Removing duplicate sequences and modifying a text file


 
Thread Tools Search this Thread
Top Forums Shell Programming and Scripting Removing duplicate sequences and modifying a text file
# 1  
Old 01-15-2016
Removing duplicate sequences and modifying a text file

Hi. I've tried several different programs to try and solve this problem, but none of them seem to have done exactly what I want (and I need the file in a very specific format).
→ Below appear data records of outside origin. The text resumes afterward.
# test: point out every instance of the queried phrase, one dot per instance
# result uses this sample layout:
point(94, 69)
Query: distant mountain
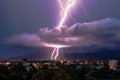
point(103, 55)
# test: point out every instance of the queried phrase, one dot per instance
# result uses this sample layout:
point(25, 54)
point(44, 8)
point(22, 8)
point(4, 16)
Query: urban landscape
point(59, 70)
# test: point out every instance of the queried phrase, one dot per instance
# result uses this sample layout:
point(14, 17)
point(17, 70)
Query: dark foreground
point(57, 71)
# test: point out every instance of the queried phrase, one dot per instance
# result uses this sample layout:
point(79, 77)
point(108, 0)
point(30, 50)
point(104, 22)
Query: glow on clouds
point(102, 32)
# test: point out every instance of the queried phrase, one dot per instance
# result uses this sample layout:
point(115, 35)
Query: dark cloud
point(102, 33)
I have a large file of DNA sequences in a multifasta file like this, with around 15 000 genes:

Code:
>TCONS_00000001gene=XLOC_000001
AATTGTGGTGAAATGACTTCTGTTAACGGAGACATCGATGATTGTTGTTACTATTTGTTCTCAGGATTCA
TTTGTCCGGTTCATACCCCGGACGGCGCCCCTTGCGGGCTGCTCAATCACCTGACAATGAACTGTATCGT
CACGAAGCATCCGGATCGCAAATTAAAGGCTGCGCTACCAACGGTGCTGGTGGATCTAGGAATGCTTCCG
TTGTCTGTTGCGAATAATTGGAAGGACTCGTACACGGTAATGCTGAATGGTAAAGTGATCGGCCTGATCG
AAGATAATATTGTTGATAAGGTGGCCCGCAAACTAAGGCAGCTGAAGATAATTGGTGAAGAGGTGCCGAA
CACGTTGGAGATCGCGCTGGTGCCGAAGAGGAAGG
>TCONS_00000002 gene=XLOC_000001
CGGATGTATATCGTGCCGTGCTTTGATCGTTTATTTGATGTCCCATTTGCTGTTGGACTTGCGGCGGTAT
TGCCGTTGTTCTCGGCCTTGGTCGTGGCCGTGTGTCTTGCGTGTTTAGGTCCGGGCTGTCTTGAGCACCA
ACTTCCAGTGTCGGTAGTGGAGCTCGTGGTTGCAGGGTTTGCTGCCGAGTTCGTTGGGGCGTTTTGATTG
TTAGGCCTCGTGAACTCGTTTTTTTCGACGCAGATATTGATTTCGAAGGTGTGTGTCTCCTTTCCTGCGG
TTGTTTCGTTTGTTTTGTCGTCGACGGCTCGACGTATTTCGTTGTACTTGAGGTGTCTTTGTTTTGTCGA
TCTTTGTTTCGATCGAGTATATTCCCAACGTTGTGGACGTTGGTCTTCATTCTTCTTATTTCAAATATTA
TATTTTTCCGGCGTTCCTCAAGATATTGGAGGCACCGTTGTTCTCTTTCGCGAAGTCGCGTGAACTCTTC
>TCONS_00000003 gene=XLOC_000002
TGGGTGAAGGTGCTGTGAGCCGTAAAACTTGTAAAAAGTGGTTTCAGAAGTTTCGGAATGGCGATTTCGA
TCTTACTGATCGCGAACGCAGTGGAATGCCGAGAAAAGTTGAAGACGAGGAACTGGAGCAACTATTGAAC
GAGAATCCTTGTAAGACGCAACAAGAACTTGCTGAGCAACTTGGTGTAACTCAACAAGCTATTTCCGTTC
GCTTAAAAAAGCTTGGAAGAATTTCCAAGGCAGGCCGTTGGGTTCCTCATGTGTTCAGCCCCAAACACAA
AGCGAGACGCTGTGACATTAGAATAACTAACCATGGTCAGTCAGTTTGCTTACGGCTTATGTCTTAAAGC
AAGGTTGTAAACAAGAACTTATCTCTTGTCTATGATCTTGCTTTAAAATATAAATAGTAATTAAATTGAC
CAACTACGATCGTTTATTGGAAGAATAATCGATCGTGGTTGGTTAGGTTATGTTTCACAATACGTCGTAT
GTCGCTGTCGG

I'd like to do two things to the folder. Firstly, for some of the genes (each XLOC is a gene), there are multiple entries (i.e XLOC_00024543 might have 3 entires). I'd like to modify the file so that there is just one XLOC entry for each gene, i.e. delete all bar one entry for each XLOC.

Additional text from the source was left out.